Sensex, Nifty end 2025 as world’s worst performers. Can 2026 change the script?
Indian stock markets ended 2025 as the world's worst performers. Foreign investors pulled out billions due to currency depreciation and expensive valuations. However, 2026 offers hope. Supportive policies, easing trade risks, and potential rate cuts are expected to boost domestic growth and earnings. This could lead to a market recovery, attracting renewed investor interest.
India’s equity markets are closing 2025 with an uncomfortable global distinction. In dollar terms, the Sensex and the Nifty50 have delivered returns of just 4-5%, making India the worst-performing major equity market in the world this year, even as global peers staged powerful rallies.

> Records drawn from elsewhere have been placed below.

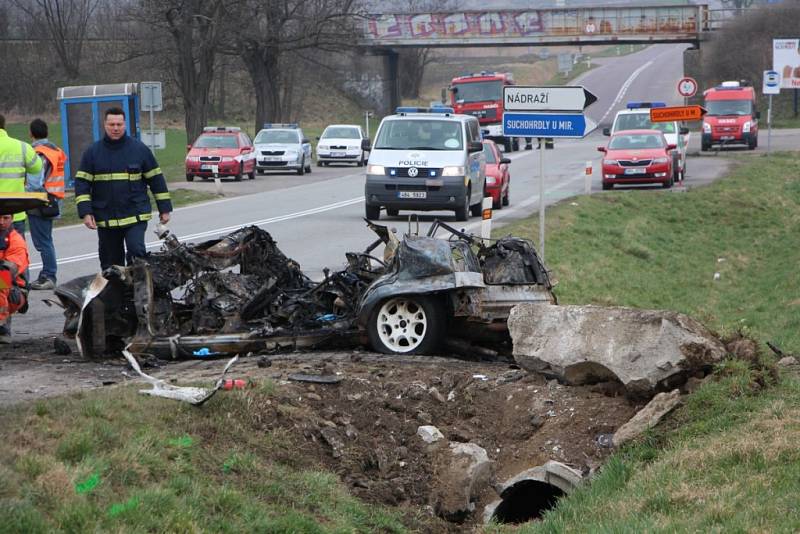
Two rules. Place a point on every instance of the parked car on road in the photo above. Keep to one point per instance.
(636, 116)
(283, 146)
(498, 177)
(342, 143)
(221, 151)
(426, 159)
(637, 157)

While the Sensex and Nifty gained about 8-9% in rupee terms, a sharp depreciation in the currency eroded returns for foreign investors. The result: record foreign portfolio investor outflows of $18 billion, the highest ever from Dalal Street in a calendar year.

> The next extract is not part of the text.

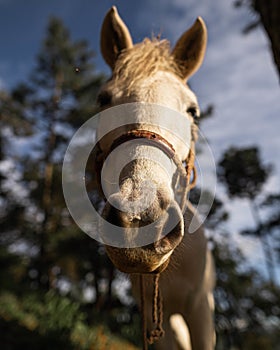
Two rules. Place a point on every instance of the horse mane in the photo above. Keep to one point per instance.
(143, 60)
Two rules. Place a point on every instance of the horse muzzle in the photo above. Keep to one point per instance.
(141, 242)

In contrast, global equities surged. South Korea’s KOSPI soared nearly 81%, Brazil’s Bovespa jumped about 48%, Germany’s DAX rose 38%, and the Stoxx Europe 600 climbed 32%. Even developed markets such as the S&P 500 and Nasdaq gained 17.4% and 21.6%, respectively. India, once the standout among emerging markets, found itself at the bottom of the league table.

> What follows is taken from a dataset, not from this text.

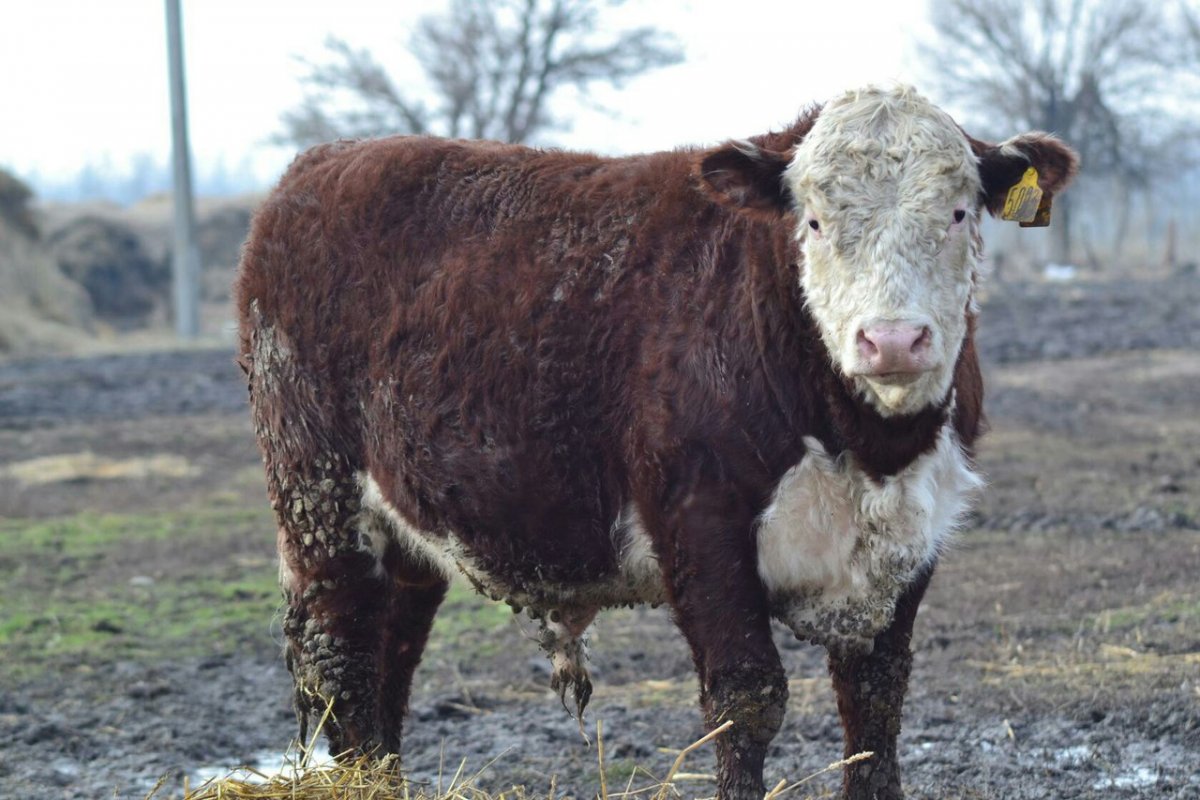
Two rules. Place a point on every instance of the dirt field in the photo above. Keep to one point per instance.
(1057, 651)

The divergence reflects both global and domestic headwinds. Chinese and South Korean equities, particularly semiconductor and software stocks, rallied sharply on optimism around artificial intelligence and a broader re-rating from low valuation bases — themes largely absent in India.
“Nifty 50 and Sensex are one of the worst performing indices during CY25,” Sunny Agarwal of SBI Securities told ET Markets, citing a slowdown in earnings momentum, relatively expensive valuations, lack of a pure AI play, persistent supply of equity issuance, and geopolitical and trade-war uncertainties.
The valuation-growth mismatch has been especially punitive for foreign investors. According to Garima Kapoor of Elara Securities, foreign portfolio inflows into India are closely tied to nominal GDP growth, which has slowed materially since mid-2024.
“Since August 2024, FPIs have turned net negative, coinciding with slowing domestic growth amidst heightened global uncertainties,” Kapoor said. She added that over the past 15 years, India has attracted meaningful FPI flows at valuation premiums above 1.6 times MSCI Emerging Markets only once. With nominal GDP growth slipping below its 25-year average of 12%, that premium became harder to justify.
Trade policy shocks compounded the pressure. Elara estimates that US reciprocal and Section 232 tariffs pushed India’s effective tariff rate to about 33%, significantly higher than peers, worsening sentiment toward Indian assets.